The sizes, size distributions and structures of the PEVs were analysed using NTA and SEM. The phenotypes of the PEVs were assessed using flow cytometry (FCM). PEVs pellets were resuspended in 500 μl binding buffer; 100 μl PEVs were extracted and then incubated with FITC-conjugated Annexin V, PE-conjugated CD41a or the respective isotype control for 30 min. After centrifugation at 20000 g at 4 °C for 30 min, the pellets were resuspended in 500ul PBS for analysis using FCM.

Isolation and identification of ADSCs

ADSCs were isolated from adipose tissue harvested from the abdomen of three females who underwent liposuction in the First Affiliated Hospital of Xi'an Jiaotong University, Shaanxi, China. The age of these three female donors ranged from 20 to 30 years, and preoperative examination proved they were all healthy. All of them provided informed consent, and the procedure was approved by the hospital Ethics Committee. After washing with phosphate-buffered saline (PBS), 10 ml adipose tissues were mechanically cut into 1-mm3 fragments and digested with 1% collagenase I and 1% trypsin for 90 min in a 37 °C water bath with intermittent shaking. The enzyme activity was terminated using Dulbecco’s modified Eagle’s medium (DMEM) (HyClone, USA) supplemented with 10% foetal bovine/bovine serum (FBS) (Gibco, USA). The suspension was centrifuged at 1200 rpm for 10 min at room temperature to remove the mature adipocytes and obtain a cell pellet. Subsequently, the cell pellet was resuspended and incubated overnight in complete DMEM-F12 medium. FCM analysis was used to characterize the phenotypes of the ADSCs. A total of 5 × 105 cells were resuspended in 500 µl PBS and then incubated with fluorescence-labelled monoclonal antibodies against CD29, CD44, CD90, CD105, CD45 or CD34 (BD, USA) or the respective isotype control for 15 min. After washing, the labelled cells were analysed with FCM by using a fluorescence-activated cell sorter (FACS) (BD, USA).

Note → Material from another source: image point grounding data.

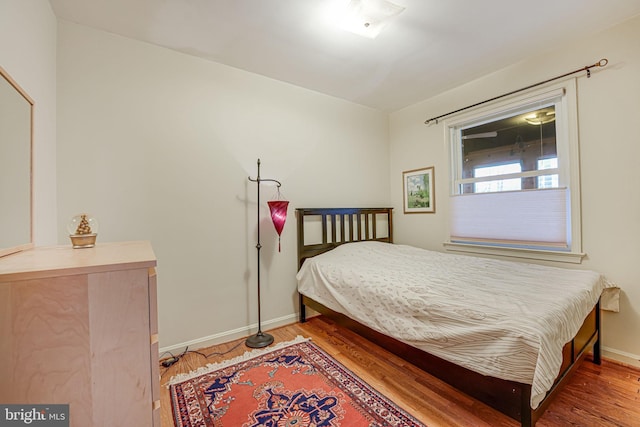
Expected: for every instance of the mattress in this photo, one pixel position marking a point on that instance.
(504, 319)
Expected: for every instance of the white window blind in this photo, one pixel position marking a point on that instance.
(530, 218)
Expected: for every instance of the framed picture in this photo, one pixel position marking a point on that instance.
(419, 195)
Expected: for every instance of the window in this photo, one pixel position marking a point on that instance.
(513, 168)
(497, 184)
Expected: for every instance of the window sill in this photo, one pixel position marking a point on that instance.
(558, 256)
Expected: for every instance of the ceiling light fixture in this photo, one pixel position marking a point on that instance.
(368, 17)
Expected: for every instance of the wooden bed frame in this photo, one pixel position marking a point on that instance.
(343, 225)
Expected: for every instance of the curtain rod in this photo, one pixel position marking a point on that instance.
(587, 68)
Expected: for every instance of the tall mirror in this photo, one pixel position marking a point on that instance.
(16, 138)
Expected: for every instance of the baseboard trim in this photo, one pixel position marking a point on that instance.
(231, 335)
(621, 356)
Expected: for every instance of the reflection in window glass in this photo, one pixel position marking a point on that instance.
(548, 181)
(511, 184)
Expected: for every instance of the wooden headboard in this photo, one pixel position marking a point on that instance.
(336, 226)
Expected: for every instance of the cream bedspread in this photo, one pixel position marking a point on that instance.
(504, 319)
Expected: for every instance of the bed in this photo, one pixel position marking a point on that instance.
(514, 356)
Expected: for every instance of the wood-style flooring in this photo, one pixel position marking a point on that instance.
(605, 395)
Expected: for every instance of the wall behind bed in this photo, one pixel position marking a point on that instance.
(609, 107)
(158, 145)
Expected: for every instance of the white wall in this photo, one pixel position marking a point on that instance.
(158, 145)
(609, 107)
(28, 54)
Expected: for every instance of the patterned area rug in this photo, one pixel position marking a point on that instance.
(293, 384)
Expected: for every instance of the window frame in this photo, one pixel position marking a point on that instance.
(563, 95)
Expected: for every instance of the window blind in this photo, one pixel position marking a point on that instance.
(528, 218)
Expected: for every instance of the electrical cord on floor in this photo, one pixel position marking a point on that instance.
(172, 360)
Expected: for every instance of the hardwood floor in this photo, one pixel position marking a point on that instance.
(605, 395)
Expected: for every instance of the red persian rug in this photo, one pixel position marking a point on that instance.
(294, 384)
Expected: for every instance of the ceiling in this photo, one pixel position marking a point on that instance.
(432, 46)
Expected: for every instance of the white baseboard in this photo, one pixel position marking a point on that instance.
(621, 356)
(227, 336)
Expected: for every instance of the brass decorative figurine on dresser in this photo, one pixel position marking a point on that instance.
(83, 231)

ADSC proliferation, migration and apoptosis assays

ADSCs were sowed at 2 × 103/well with 100 µl medium in 96-well plates and then treated with PBS and different concentrations of PEVs (5, 10 or 20 µg/ml) for 24 h, 48 h and 72 h. After incubation, medium was removed and CCK-8 solution (10 µl of reagent in 100 µl culture medium) was added to each well, followed by colour development for 100 min. The OD value was measured at 450 nm using a microplate reader (Thermo, USA).

The capacity of the ADSCs to migrate was detected using transwell chambers (8.0 µm pore size, 24-well, Corning, USA). Then, 600 µl of DMEM-F12 containing FBS was used to promote cell migration to the lower chamber. A total of 2 × 104 cells in serum-free medium (100 µl) containing PBS or different concentrations of PEVs were sowed in the upper chamber. After incubation at 37 °C for 15 h, the cells on the surface of the membrane were washed with PBS, fixed with paraformaldehyde for 20 min and stained with 0.5% crystal violet for 20 min at room temperature. ADSC cells on the top surface of the transwell membrane were scraped out by using a cotton swab. After that, five fields of each transwell were randomly selected to count the number of migrated cells on the back surface.

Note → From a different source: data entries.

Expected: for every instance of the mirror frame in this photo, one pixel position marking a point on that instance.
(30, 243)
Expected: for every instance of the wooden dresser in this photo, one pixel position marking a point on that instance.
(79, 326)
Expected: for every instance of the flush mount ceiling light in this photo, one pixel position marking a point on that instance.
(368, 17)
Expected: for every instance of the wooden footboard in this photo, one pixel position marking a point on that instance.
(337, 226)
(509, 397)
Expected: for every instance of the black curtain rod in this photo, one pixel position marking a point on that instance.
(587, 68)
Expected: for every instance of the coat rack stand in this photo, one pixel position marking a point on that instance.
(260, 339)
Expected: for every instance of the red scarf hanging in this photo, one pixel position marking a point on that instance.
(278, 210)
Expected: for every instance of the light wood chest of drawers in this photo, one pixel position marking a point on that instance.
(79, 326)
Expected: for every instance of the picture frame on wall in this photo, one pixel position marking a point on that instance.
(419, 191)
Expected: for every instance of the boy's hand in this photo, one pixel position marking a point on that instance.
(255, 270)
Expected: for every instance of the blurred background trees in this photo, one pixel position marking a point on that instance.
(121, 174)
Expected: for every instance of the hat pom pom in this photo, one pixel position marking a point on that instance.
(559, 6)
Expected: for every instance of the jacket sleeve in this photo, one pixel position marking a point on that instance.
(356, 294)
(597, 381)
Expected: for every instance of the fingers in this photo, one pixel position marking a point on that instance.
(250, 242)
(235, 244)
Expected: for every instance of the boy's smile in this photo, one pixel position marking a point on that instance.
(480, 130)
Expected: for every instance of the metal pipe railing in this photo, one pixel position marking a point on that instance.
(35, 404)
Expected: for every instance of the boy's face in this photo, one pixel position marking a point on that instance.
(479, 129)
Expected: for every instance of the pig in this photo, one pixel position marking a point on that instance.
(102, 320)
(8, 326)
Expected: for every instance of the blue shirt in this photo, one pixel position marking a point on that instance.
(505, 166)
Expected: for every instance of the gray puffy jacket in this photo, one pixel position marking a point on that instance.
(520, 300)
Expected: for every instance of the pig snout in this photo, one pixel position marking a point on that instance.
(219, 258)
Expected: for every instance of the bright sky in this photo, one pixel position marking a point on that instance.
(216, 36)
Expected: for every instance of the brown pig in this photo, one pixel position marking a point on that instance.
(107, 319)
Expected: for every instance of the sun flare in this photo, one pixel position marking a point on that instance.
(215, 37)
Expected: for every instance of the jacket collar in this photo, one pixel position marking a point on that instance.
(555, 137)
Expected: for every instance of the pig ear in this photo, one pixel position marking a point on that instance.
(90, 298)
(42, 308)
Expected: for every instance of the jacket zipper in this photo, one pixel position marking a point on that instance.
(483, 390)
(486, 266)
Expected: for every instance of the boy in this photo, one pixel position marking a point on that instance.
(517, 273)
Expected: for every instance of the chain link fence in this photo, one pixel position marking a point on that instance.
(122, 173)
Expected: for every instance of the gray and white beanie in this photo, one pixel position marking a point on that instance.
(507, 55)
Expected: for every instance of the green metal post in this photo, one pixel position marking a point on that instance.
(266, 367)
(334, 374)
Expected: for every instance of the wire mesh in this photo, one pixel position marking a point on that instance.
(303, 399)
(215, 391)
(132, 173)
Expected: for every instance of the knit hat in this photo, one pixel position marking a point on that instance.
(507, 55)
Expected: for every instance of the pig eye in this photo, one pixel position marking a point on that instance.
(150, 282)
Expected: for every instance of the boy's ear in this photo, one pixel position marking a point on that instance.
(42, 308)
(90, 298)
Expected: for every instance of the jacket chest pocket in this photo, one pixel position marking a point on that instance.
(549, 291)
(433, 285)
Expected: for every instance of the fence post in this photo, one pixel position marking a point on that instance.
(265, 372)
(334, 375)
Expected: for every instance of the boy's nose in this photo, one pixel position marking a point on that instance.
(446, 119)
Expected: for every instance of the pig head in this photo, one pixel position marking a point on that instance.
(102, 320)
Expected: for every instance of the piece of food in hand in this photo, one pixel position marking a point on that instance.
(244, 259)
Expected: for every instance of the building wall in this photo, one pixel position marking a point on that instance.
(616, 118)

ADSCs (5 × 103) were seeded in 96-well plates. The medium of the ADSCs treated for 24 h with PEVs was replaced with DMEM/F12 without FBS and supplemented with 700 ng/ml cobalt chloride. After 24 h of incubation, the normal, apoptotic and necrotic cells were stained with Calcein-AM and PI solution, respectively, followed by imaged under a fluorescence microscope (Leica, German). The number of live and dead cells was measured using ImageJ software. After seeding 5 × 104 ADSCs in 6-well plates, PBS and different concentration PEVs were used to treated the cells for 24 h. Cocl2 was used to induce hypoxia condition as above mentioned. The apoptosis rate was detected using Annexin V-FITC/PI kit (Yeason, China) in accordance with the manufacturer’s protocols.

Confocal laser scanning microscopy

ADSCs were transfected with eGFP gene recombinant virus, incubated with CM-Dil-labelled PEVs at the indicated concentrations for the indicated time intervals and analysed after fixation. Confocal imaging was performed with a confocal microscope.

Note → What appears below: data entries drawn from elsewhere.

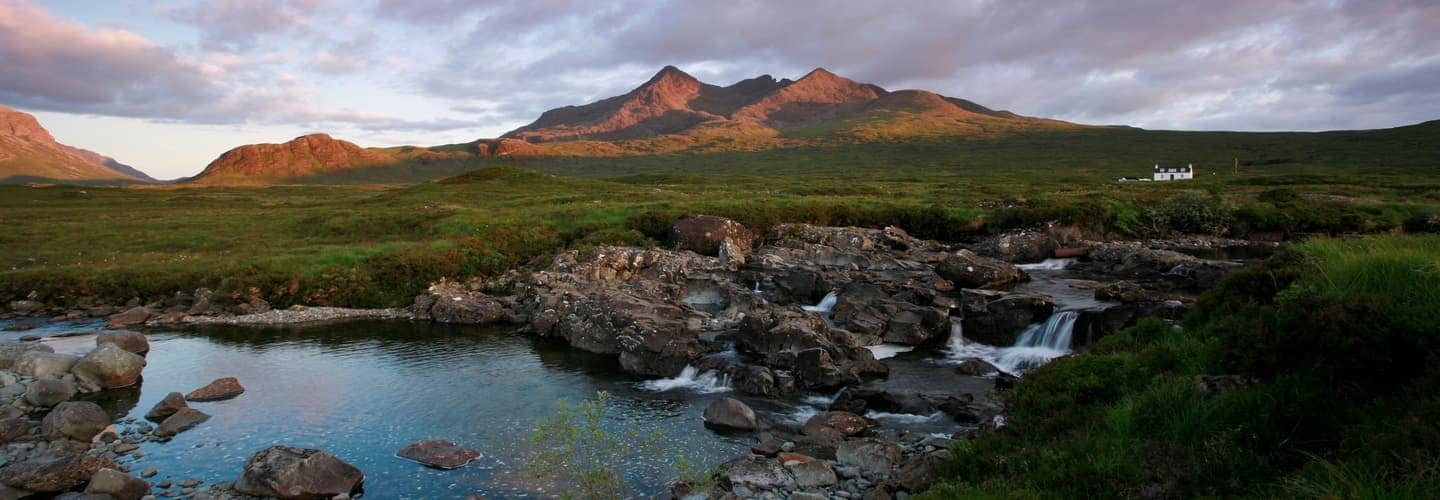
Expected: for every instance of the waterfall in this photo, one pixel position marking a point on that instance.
(693, 379)
(1051, 264)
(825, 304)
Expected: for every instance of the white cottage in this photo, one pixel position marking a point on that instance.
(1174, 173)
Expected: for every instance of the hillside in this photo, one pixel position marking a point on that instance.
(29, 153)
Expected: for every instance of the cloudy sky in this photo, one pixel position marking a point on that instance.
(170, 85)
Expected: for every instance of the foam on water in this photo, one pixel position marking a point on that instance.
(690, 379)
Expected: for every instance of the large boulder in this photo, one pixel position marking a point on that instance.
(730, 414)
(869, 454)
(10, 352)
(706, 235)
(75, 420)
(117, 484)
(54, 470)
(110, 366)
(133, 342)
(218, 389)
(130, 317)
(180, 421)
(297, 473)
(49, 392)
(41, 363)
(969, 270)
(172, 404)
(438, 453)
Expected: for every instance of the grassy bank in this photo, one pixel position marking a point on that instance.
(380, 244)
(1339, 352)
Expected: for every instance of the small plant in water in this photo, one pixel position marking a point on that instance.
(575, 450)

RNA isolation and real-time qPCR

ADSCs were cultured in basal medium supplemented with different concentrations of PEVs (5, 10 and 20 µg/ml) for 24 h, and PBS was utilized as the control treatment. Total RNA was extracted from ADSCs treated with various conditions using RNAiso Plus (Takara), according to the manufacturer’s protocols. The isolated RNA was subsequently reverse transcribed into cDNA with a PrimeScript™ RT Reagent Kit (Takara) with gDNA Eraser. The reaction mixture for qPCR containing SYBR Premix Ex Taq II (Takara, Japan) was prepared according to the manufacturer’s protocols. RT-PCR was performed in a PCR system with HGF, VEGF, FGF2, ANG1, ANG2, PGF, TGFβ and GAPDH primers. Relative gene expression was calculated using the 2 − ΔΔCT method, using GAPDH mRNA expression as reference gene. Each sample was analysed at least three times.

Western blot assay

Protein samples were extracted from pretreated ADSCs and quantified using a BCA protein assay (Beyotime Biotechnology, China). After being separated on 10% SDS-PAGE gel, the protein samples were transferred to PVDF membranes (Millipore, USA). And after it is blocking with TBST containing 5% BSA and incubated with primary antibodies at 4 °C overnight. The following day, the membranes were then incubated with secondary antibodies, washed with TBST and visualized using a ECL system. Densitometric analysis was performed using ImageJ software, and relative protein expression was represented by the ratio of grey value of target band to GAPDH.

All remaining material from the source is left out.